Mans, once the number of turns are calculated for the specified voltage, the current can be optimized by appropriately dimensioning the thickness of the wire. This must be optimized by winding a bunch fine copper together instead of using a single thick wire, to eliminate skin effect.

Mans says

Thank you Mr. Swagatam

I knew this technique previously, because I not only made a few traditional transformer (with iron core) years ago, but also repaired a few elector motors with burned winding that one of them was a 220 v, 10 amp motor with 1 mm wire. As I hadn’t the necessary equipment and tools I made all its winding with a piece of flat wood and four nails!

At that time, I had a table that guided me how to choose the different double thin wires instead of a single thicker one.

Also I had a formula that offered me the size of the proper transformer and wires for a specified current, but now I forget all, while winding a ferrite transformer is different with an Iron one.

I wanted to know technically, what the ratio of the size of a ferrite transformer and the thickness of the wire (for achieving a higher current with the same voltage) is?

I think, Ac in the formula is the same transformer size (that can be changed for a higher current) but there is no point in the article, about the appropriate diameter of the wires in regard to the transformer size.

Also you spoke about the skin effect (probably the thickness of the isolating resin of wire), what it is?

Swagatam says

Sorry, I don’t have the ratio formula for the ferrite core size to wire thickness…this has to be fixed with some trial and error method so that a benchmark ratio can be determined.
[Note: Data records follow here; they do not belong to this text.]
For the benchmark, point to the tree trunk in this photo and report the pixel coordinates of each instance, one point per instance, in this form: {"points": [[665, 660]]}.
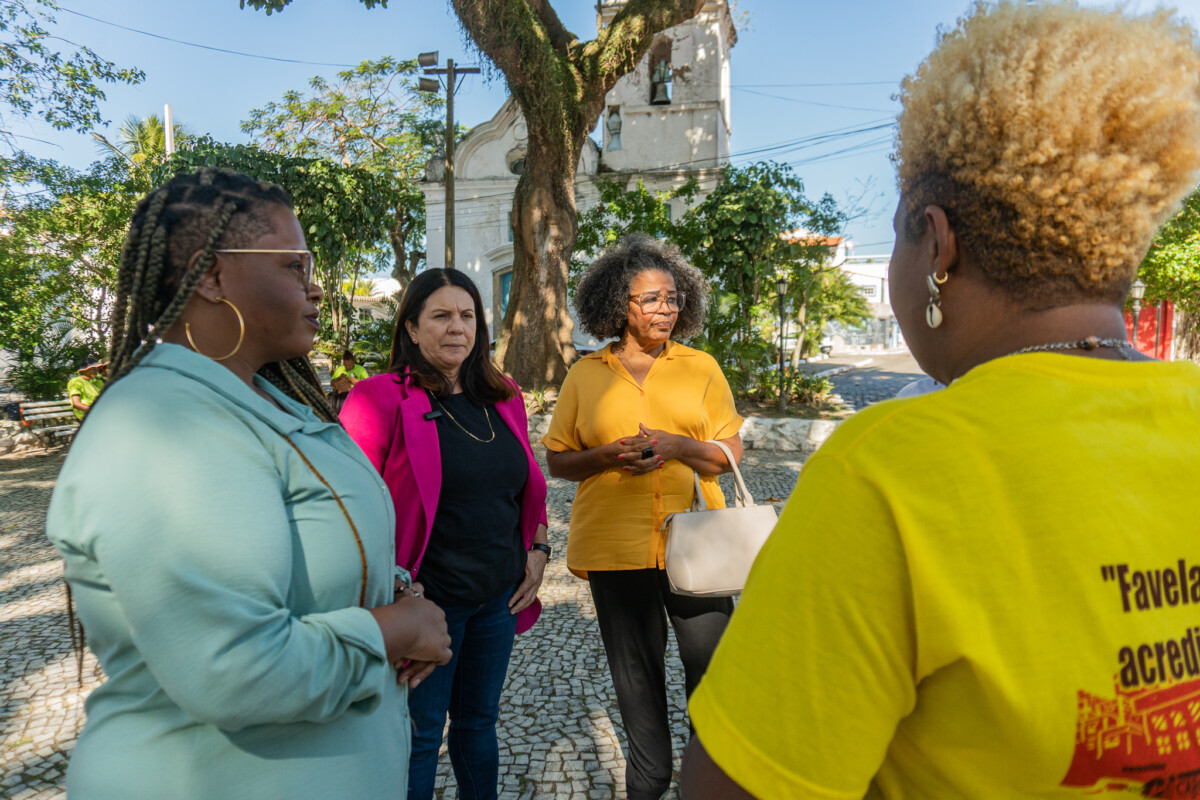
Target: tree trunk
{"points": [[559, 84], [801, 328], [535, 346]]}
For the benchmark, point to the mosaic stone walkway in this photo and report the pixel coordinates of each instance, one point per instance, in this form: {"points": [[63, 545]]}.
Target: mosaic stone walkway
{"points": [[559, 726]]}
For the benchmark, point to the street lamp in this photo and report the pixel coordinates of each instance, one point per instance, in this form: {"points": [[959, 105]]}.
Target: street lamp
{"points": [[1138, 290], [781, 288], [427, 60]]}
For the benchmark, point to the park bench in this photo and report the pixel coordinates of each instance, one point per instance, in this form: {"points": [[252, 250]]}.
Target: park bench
{"points": [[51, 421]]}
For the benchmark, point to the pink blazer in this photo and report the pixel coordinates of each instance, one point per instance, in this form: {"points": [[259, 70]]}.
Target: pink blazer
{"points": [[385, 416]]}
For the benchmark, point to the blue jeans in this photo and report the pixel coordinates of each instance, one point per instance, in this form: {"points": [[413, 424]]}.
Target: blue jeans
{"points": [[469, 690]]}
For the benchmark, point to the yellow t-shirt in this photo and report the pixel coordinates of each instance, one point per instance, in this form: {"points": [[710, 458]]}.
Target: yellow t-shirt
{"points": [[85, 389], [617, 517], [989, 591]]}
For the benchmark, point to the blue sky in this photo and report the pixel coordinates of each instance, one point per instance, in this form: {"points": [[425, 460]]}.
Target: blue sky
{"points": [[798, 70]]}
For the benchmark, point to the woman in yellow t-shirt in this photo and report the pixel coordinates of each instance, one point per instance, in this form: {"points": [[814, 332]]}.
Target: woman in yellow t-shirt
{"points": [[348, 373], [631, 425], [990, 590]]}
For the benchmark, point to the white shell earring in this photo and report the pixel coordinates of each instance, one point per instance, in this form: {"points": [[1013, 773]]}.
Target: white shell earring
{"points": [[934, 316]]}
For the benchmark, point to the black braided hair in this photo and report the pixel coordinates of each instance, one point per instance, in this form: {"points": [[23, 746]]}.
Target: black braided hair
{"points": [[204, 211]]}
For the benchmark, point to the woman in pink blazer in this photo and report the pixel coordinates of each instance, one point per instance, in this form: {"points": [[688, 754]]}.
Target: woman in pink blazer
{"points": [[448, 433]]}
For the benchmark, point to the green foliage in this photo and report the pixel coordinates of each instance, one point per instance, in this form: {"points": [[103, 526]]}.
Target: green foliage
{"points": [[143, 140], [39, 79], [737, 236], [1171, 268], [42, 372], [60, 250], [825, 295], [372, 337], [559, 83], [373, 118], [537, 401], [346, 211], [621, 211], [805, 388], [742, 358]]}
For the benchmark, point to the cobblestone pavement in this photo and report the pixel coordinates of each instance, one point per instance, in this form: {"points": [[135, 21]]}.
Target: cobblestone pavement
{"points": [[559, 727], [876, 382]]}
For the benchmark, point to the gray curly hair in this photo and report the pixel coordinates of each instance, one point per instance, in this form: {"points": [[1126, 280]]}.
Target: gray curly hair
{"points": [[601, 298]]}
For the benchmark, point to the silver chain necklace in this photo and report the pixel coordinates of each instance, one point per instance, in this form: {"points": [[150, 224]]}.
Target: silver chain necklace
{"points": [[1086, 343]]}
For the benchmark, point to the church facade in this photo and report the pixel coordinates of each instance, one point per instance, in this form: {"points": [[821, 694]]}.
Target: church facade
{"points": [[664, 122]]}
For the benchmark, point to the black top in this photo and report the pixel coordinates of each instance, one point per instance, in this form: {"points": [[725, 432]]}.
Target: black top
{"points": [[475, 551]]}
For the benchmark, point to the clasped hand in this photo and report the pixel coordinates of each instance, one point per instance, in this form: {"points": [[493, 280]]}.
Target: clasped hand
{"points": [[628, 450], [414, 632]]}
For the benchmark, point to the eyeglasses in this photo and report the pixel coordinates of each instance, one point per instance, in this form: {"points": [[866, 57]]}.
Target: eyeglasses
{"points": [[306, 264], [652, 302]]}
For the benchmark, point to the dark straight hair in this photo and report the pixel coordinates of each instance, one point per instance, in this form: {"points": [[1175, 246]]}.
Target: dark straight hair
{"points": [[481, 382]]}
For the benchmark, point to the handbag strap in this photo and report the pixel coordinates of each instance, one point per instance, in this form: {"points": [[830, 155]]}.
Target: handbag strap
{"points": [[741, 493]]}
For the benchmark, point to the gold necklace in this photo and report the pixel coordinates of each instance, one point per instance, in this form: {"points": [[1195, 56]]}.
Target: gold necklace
{"points": [[486, 416]]}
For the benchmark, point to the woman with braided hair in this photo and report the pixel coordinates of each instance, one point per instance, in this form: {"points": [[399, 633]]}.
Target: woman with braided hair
{"points": [[228, 546]]}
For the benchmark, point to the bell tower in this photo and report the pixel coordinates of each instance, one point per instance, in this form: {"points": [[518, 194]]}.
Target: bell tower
{"points": [[672, 112]]}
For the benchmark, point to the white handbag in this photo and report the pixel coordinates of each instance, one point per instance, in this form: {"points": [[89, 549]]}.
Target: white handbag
{"points": [[709, 551]]}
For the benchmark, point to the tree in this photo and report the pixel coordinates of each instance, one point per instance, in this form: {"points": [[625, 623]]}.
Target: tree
{"points": [[621, 211], [755, 227], [63, 89], [346, 212], [141, 139], [1171, 271], [371, 116], [58, 264], [559, 83]]}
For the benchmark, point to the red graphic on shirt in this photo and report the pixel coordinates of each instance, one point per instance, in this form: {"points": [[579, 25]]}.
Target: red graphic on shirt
{"points": [[1145, 740]]}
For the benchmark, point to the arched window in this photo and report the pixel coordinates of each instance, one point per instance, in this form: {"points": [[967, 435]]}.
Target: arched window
{"points": [[660, 72]]}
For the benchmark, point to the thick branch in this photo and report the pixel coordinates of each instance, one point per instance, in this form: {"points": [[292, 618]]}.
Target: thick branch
{"points": [[559, 37], [622, 44]]}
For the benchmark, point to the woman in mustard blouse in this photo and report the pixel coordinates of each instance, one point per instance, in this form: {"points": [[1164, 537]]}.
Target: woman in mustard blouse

Skin effect happens for thicker single wire winding where the electromagnetic induction does not get absorbed deep into the secondary wire, resulting in inefficient current transfer. To correct this many thin wires are used in parallel for the winding instead of a single thick wire

mathieu says

Hello Swag i have found the teslas value for my etd34 Bmax = (330 mt),(0.33T),(3300Gauss). with your formula,bmax is in tesla,does we calculate in mtesla , or in gauss(3300)?

Thank you

Swagatam says

Sorry Mathieu, I have not yet investigated Tesla value, so can’t suggest much on this.

mathieu says

Hy Swag can i fix the peak value (sec turns) at 115V?

Swagatam says

Hi Mathieu, yes you can….

mathieu says

Hello Swag for the windings of the ferrite transformer do you made it manually or do you send your transformer to a specific factory ?

Thank you!

Swagatam says

Hello Mathieu,

if you have experience with coil winding and have a winding machine then you can do it yourself, otherwise you may have to contact a transformer winder.

mathieu says

Hello swag i have a question on the choice of Bmax between 1300G to 2000g! Is there a precision on the gauss? Do i need to calculate my windings with only 1500G for any core size transformers?

thank you

Swagatam says

hello Mathieu, the value is not critical and can be between 1300 and 2000. It is dependent on the other factors also, and therefore a critical value can never be found. If you try to select Bmax with highest efficiency then that might require the other parameters to be adjusted accordingly, affecting the overall calculations. That is why we have to be satisfied with whatever Bmax comes withing the mentioned range.

Ambrose Fakorede says

Sir, you have a blessing unto us, and you shall increase and multiply sir.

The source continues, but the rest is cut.